知事職や党首は根本から目指すものが違う。それぞれ県民や国民の福祉向上のため、身魂を全て打ちこんでこそ成しうるものである。それでも半数の皆さんは満足できないのが常である。何を考えているのだろうか。知事に意見を言う側近はすべて排除してしまい、イエスマンを周囲に固め、全て細かいことまで知事の決済を受けなければ、ことが進まない現実はどう説明できるのか。

 副知事を置かないのは県議会がお認めにならなかったからというが、もともと副知事を飾り物だけで意見を求めたり、自分の腹心として実務を担当してもらおうとなど考えていないのではないのか。心から長野県を考え、そのために必要とする副知事を提案してくるべきである。候補に挙がった人たちがどれだけ精神的被害を受けているのか分かっているのか。あまりにも県民不在で自分中心的な振る舞いに本当に腹立たしい。

 更に「県のバージョンアップを求められるなら、それを一緒にお手伝い頂くのは県議会をおいて他にない。聡明なる県議会の方々が、あらためて県民益の観点から、共に手を携えるというご認識に立ち戻っていただくことを願う。」と会見で言っている。もともと県議会は団体としての役割は、県の施策に対し協力することは 当然な義務である。県議会の機能の中に県に対するチェックをしなければならない義務もある。チェック機能を果たす上に「イエス・ノー」はついてまわることだ。そのことは田中康夫氏個人がにくいからという判断ではない。あくまでも県知事の県政施策に対し判断しているのだ。同じ県民の利益に叶うか、かなわないかの判断は、知事の間違いを修正しようとすることであり、そのこと自身知事の失政を事前に防ぐことであり、県議会はお手伝いしていることなのである。

 新党日本の代表と県知事の兼務について「知事室にいなければ県政が滞るということがあれば、それこそ県職員が、全て私だけに権力や権限を集中するお任せ民主主義や,師事待ち症候群に陥っていることになるため、それを解決しなければならない。」とABNで言っている。チョット待ってください。自分が全てを目を通し指示を出さなければ気がすまない。更に突然自分の思い付きを発表し,県職員がその説明作りに追われる。

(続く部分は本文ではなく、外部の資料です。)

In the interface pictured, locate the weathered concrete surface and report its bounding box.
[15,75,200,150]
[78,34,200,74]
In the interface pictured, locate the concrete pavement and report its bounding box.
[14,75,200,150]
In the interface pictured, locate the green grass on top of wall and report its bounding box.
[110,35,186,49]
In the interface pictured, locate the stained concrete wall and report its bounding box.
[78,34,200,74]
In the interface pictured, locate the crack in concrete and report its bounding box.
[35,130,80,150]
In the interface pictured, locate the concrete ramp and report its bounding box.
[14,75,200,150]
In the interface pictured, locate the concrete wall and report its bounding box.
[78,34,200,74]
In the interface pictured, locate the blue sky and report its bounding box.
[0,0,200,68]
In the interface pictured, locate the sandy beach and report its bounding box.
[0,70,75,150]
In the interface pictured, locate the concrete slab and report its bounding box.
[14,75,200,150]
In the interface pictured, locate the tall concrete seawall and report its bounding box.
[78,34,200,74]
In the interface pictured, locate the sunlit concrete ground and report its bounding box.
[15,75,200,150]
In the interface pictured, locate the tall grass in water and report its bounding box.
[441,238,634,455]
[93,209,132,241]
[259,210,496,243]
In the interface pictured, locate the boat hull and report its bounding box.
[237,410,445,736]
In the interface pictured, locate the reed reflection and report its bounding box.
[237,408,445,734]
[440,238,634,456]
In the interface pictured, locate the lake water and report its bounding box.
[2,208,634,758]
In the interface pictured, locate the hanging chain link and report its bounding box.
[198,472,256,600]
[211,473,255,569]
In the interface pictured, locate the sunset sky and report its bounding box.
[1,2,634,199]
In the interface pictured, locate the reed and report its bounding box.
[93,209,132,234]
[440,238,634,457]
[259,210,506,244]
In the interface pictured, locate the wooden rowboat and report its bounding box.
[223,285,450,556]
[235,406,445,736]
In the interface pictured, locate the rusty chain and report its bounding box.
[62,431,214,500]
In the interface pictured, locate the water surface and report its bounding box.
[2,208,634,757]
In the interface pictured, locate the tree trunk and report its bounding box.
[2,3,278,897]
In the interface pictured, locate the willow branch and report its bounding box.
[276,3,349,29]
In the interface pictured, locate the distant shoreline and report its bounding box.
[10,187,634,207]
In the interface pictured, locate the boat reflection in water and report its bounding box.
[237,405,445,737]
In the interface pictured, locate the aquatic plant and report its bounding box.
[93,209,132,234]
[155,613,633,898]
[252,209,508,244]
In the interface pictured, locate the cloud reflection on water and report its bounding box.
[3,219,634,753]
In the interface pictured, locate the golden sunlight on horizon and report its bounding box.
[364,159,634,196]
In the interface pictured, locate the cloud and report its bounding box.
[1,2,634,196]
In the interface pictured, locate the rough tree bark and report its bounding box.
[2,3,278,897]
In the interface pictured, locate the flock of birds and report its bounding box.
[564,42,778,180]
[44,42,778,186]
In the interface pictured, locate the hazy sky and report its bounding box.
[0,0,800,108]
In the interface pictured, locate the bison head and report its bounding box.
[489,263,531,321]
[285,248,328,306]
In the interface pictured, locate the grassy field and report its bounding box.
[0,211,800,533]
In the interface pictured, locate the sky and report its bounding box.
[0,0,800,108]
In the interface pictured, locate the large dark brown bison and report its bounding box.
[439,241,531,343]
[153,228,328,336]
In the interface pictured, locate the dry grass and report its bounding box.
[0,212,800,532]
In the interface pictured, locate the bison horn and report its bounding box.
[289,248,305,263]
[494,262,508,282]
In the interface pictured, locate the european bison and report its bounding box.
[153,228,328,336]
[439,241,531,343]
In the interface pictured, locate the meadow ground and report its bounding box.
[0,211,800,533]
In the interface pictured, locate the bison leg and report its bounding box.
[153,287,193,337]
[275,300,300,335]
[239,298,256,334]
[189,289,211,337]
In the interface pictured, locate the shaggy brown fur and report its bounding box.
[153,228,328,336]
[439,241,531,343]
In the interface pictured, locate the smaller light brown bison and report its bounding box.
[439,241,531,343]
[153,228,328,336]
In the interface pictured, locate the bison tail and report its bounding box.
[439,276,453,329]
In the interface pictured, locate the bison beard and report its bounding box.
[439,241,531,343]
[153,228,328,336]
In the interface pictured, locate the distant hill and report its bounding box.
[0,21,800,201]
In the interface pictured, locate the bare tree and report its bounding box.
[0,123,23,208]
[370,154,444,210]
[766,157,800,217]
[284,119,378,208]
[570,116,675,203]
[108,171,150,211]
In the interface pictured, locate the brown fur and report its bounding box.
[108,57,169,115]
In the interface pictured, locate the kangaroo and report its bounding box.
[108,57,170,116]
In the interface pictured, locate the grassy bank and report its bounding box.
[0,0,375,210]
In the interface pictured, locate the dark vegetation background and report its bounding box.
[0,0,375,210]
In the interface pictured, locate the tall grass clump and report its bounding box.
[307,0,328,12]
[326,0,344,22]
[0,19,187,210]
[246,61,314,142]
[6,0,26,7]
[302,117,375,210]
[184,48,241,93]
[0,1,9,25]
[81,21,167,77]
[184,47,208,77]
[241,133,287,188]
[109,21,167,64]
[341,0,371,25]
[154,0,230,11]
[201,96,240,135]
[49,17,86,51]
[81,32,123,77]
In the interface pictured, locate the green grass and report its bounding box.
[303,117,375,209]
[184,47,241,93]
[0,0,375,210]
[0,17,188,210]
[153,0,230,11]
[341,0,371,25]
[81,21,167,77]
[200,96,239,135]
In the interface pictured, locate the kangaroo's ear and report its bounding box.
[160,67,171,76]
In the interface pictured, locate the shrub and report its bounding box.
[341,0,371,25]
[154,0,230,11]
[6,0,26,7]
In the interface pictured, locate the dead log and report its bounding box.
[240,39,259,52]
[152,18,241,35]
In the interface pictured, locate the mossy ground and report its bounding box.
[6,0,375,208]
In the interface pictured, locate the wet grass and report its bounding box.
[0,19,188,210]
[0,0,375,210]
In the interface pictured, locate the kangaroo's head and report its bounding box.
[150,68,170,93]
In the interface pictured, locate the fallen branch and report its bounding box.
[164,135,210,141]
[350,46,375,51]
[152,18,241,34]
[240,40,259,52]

それが実態であろう。権力は全て田中知事にあり、権力もてあそび症候群にかかり重症となっているのが、知事ではないのか。県職員よ怒れ!、実態は逆であると叫べ!、知事の指示を待っているのは県職員であることを発しなさい。県職員を単なる使い捨て小道具としか思っていない知事にもっと苦言を言うべきではないのか。現に富士見町は知事が新党日本の第一声を軽井沢から発表したことによって、予定されていた要請活動がキャンスルにされた。この事実一つとっても明らかに県民のための県政が滞ったことになる。

 自分中心にしか考えない方には到底理解はできないと思うが、ご自分の三役を お飾り的にしか考えていないで、心底から相談も投げかけることができない知事。県議会も単なる反対集団としか考えていない知事。その方に県のバージョンアップなどいう資格はない。新党日本も党首に相談があったか知らないが、国会では他党と連携を組んでいくとのことである。その現実は地方の議会とて同じで、一人や二人で国会での議員活動は非常に難しい。国会議員として現場の議員の行動は理解できるが、その党首はそのことを一番嫌っていたことではないか。これも説明ができないであろう。

 もう悪あがきはよして、素直に県民や県議会の中に飛びこみ、本当の県民益を求めるべきではないのか。県議会はいつでも門戸を開いていることを忘れてもらっては困る。素直になりなさい、と言っても分からない方ではあるが、少なくとも長野県知事の職にある限りは、県民の皆さんを大切に考えて頂きたいものである。